Knowing that they wouldn’t ever get a say again in the Politburo and as Stalin’s cunning and ruthlessness was more and more obvious, which they could see how the leftists were kicked out and expelled, the rightists, including Tomsky, Rykov and Bukharin knew that the safest and wisest thing for them to do was to leave immediately and so they resigned from their posts in the Politburo. From then on, Stalin had all his main rivals gotten rid of and he was the supreme leader of the USSR without any competition. But Stalin’s ruthlessness was particularly significant on how he treated Trotsky after he was exiled.

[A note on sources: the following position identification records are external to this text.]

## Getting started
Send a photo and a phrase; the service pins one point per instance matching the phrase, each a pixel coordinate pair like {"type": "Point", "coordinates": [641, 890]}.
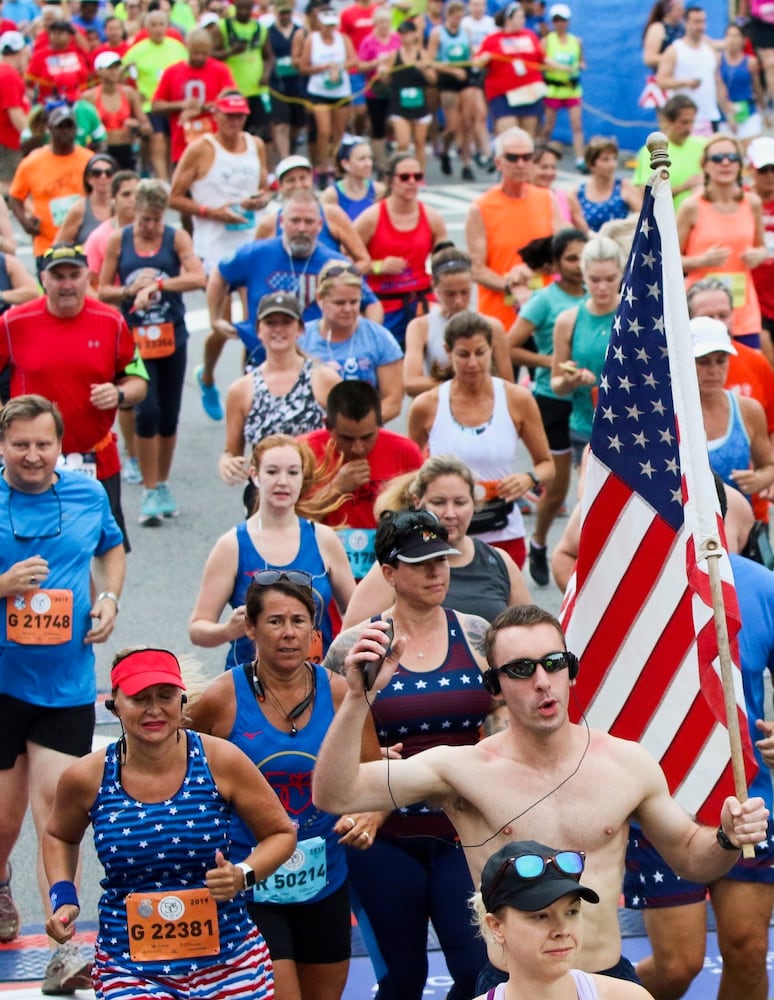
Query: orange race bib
{"type": "Point", "coordinates": [156, 340]}
{"type": "Point", "coordinates": [179, 923]}
{"type": "Point", "coordinates": [40, 618]}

It showed that Stalin would do anything to secure his power. Even when Trotsky was in exile, he still considered him as a threat as he was once quite popular with the Russian people. Not only did he wipe out every traces of Trotsky in Russia, including removing all the photos with Trotsky in and deleted his name in all the Party documents, but he also sent secret agents to chase after Trotsky all over the world and in the end got him assassinated. In conclusion, I think Stalin’s cunning and ruthlessness were undoubtedly very important for him to take total control of the USSR, but they were not the only reasons or the most important reasons.
Other factors like the power that his job gave him and the fact that everyone underestimated him and thought he was not a threat all played a part. In my opinion, the most important reason was the mistakes made by Trotsky himself because of his character. It was Trotsky losing it rather than Stalin winning it. It is because firstly, in terms of personal charm and intellectuality, Stalin was nowhere as outstanding as Trotsky. He was a poor speaker, he did not have clear views or directions and he did not have any major contributions to the Party.
On the other hand, Trotsky was totally opposite of him. He was a charming leader, intellectual and an excellent orator. No matter how cunning Stalin was, if Trotsky was less arrogant, respected other people and was less dogmatic on issues that he believed were right, he would still be far more popular than Stalin as he was so intellectual and had made so many contributions to the Party, as people usually follow classic leaders unless their strong character twisted into threat, then people would turn to mediocre leaders who provide more sense of safety and are believed to be easier to work with.
Secondly, although Stalin was very cunning and tricked Trotsky several times, an intelligent man like Trotsky should not have fallen into the traps if he was more alert and did not assume that everyone would just accept him as the leader. Had he regarded Stalin as his rival, he would at least be more careful on everything he does and act less rashly, for example thinking twice before resigning from the post of Commissar of War.
He would also probably have done something to secure his popularity, for example building his support base in the Central Committee and trying to side with Kamenev and Zinoviev, who he shared the same political view to prevent himself being marginalised. In that case, Stalin’s cunning and ruthlessness would not have worked.